A senior doctor has raised concerns over hand hygiene at Scotland's largest hospital.
Dr Fiona Henderson, who works as a consultant anaesthetist at the Queen Elizabeth University Hospital in Glasgow, said hand sanitisers were not clearly sign-posted at main public entrances.
She also said some supermarkets were currently doing a better job at cleaning public spaces.
The hospital's medical director has said he will look into installing better signs.
Dr Henderson also raised concerns about people entering the hospital and not being compelled to use hand sanitisers.
'Super, super spreader'
She told BBC Scotland's Drivetime programme: "I've never done anything like this before but I just absolutely have to speak out about the standard of basic infection control at the Queen Elizabeth.
"There's no enforcement of hand hygiene. What we need is manned hand-gel stations."
She said the hospital, which can hold up to a thousand patients, was a "super, super, spreader right now".
"As I walked into Sainsbury's there was a man cleaning the handle of my trolley - now it's a sad state of affairs that Sainsbury's are doing it better than the NHS."
Dr Henderson said a hand gelling station in the main entrance of the adult hospital was "tucked away" by Marks and Spencers and that no-one was using it.
She said she understood the hospital didn't have the staff to create manned hand-gelling stations, but she called on the hospital's executive team to "empower volunteers on social media".
"Similarly, we don't have the cleaners. We need an army of cleaners going round keeping all the public areas absolutely spotless, we could equip these people with appropriate protective gear.
"The mere presence of these people would alter the behaviour of the public and staff coming through the doors."
Dr Scott Davidson, deputy medical director of acute services, said: "We are aware of the concerns raised by one of my colleagues and have written to her directly to reassure her of the measures we are taking in response to Covid-19."
Dr Davidson said there was a significant amount of work and effort to address what was a "developing situation".
He added: "We are taking a wide range of measures across all our healthcare facilities to ensure the spread of the virus is minimised."
- Introducing strict visiting arrangement
- Limiting children's visits except in exceptional circumstances
- Reducing elective treatment and outpatient activity
- Introducing remote consultations
- Introducing a presence at the doors of four Emergency Departments to manage attendances and redirect patients to more appropriate services.
Dr Davidson said hand sanitisers were strategically placed across the hospital to maximise their benefit for staff and patients.
"They are outside all ward entrances, outside rooms and inside rooms and in critical areas.

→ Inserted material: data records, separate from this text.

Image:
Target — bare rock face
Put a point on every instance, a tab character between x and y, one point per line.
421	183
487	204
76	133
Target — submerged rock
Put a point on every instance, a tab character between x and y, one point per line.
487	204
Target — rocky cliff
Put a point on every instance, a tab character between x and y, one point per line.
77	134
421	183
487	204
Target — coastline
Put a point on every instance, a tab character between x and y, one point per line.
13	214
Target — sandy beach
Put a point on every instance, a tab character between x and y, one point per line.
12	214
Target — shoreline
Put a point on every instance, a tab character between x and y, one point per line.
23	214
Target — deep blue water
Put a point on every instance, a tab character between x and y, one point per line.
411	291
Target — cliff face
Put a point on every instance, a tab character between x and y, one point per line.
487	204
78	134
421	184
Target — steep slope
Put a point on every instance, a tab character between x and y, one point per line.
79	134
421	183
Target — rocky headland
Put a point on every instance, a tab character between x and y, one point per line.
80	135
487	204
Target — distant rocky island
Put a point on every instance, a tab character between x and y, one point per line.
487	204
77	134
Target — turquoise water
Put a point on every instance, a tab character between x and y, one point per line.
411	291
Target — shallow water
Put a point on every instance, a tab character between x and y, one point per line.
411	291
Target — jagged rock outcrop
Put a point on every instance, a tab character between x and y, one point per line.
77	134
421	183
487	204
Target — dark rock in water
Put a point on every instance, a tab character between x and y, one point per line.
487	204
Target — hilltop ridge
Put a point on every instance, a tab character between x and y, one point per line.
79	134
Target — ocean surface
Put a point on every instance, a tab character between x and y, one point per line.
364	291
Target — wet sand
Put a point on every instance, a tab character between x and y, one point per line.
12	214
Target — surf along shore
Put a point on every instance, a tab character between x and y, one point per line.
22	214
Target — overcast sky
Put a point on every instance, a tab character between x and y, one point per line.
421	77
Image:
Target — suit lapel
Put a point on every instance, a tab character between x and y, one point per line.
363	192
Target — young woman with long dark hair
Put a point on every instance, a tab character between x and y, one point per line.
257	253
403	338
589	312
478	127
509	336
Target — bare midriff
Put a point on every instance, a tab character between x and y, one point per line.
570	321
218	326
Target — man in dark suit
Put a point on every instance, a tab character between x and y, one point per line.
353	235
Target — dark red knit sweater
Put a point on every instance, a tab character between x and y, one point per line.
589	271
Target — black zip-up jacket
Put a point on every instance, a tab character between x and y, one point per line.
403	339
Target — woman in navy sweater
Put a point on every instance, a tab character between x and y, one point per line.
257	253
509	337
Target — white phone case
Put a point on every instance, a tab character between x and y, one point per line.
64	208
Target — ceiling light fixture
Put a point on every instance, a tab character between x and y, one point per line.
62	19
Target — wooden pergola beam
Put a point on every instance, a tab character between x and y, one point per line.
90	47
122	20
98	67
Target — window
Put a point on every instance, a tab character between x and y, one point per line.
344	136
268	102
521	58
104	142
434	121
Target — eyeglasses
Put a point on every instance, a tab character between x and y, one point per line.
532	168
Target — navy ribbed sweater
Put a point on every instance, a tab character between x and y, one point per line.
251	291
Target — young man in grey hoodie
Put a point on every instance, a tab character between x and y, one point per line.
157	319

There are also a number of areas where they are accessible to both staff and patients across the main atrium at the QEUH."
A spokeswoman for Greater Glasgow and Clyde health board said: "Our cleaning compliance is regularly monitored internally and reported to our Board. It is also monitored externally by Health Facilities Scotland who report the latest data on their website. The latest published data shows the Queen Elizabeth University Hospital above the 90% compliance at 94.1%.
"All our hospitals also receive unannounced visits from Health Improvement Scotland and their report published in February on the Queen Elizabeth University Hospital positively recognised the hospital for its cleanliness and infection control measures."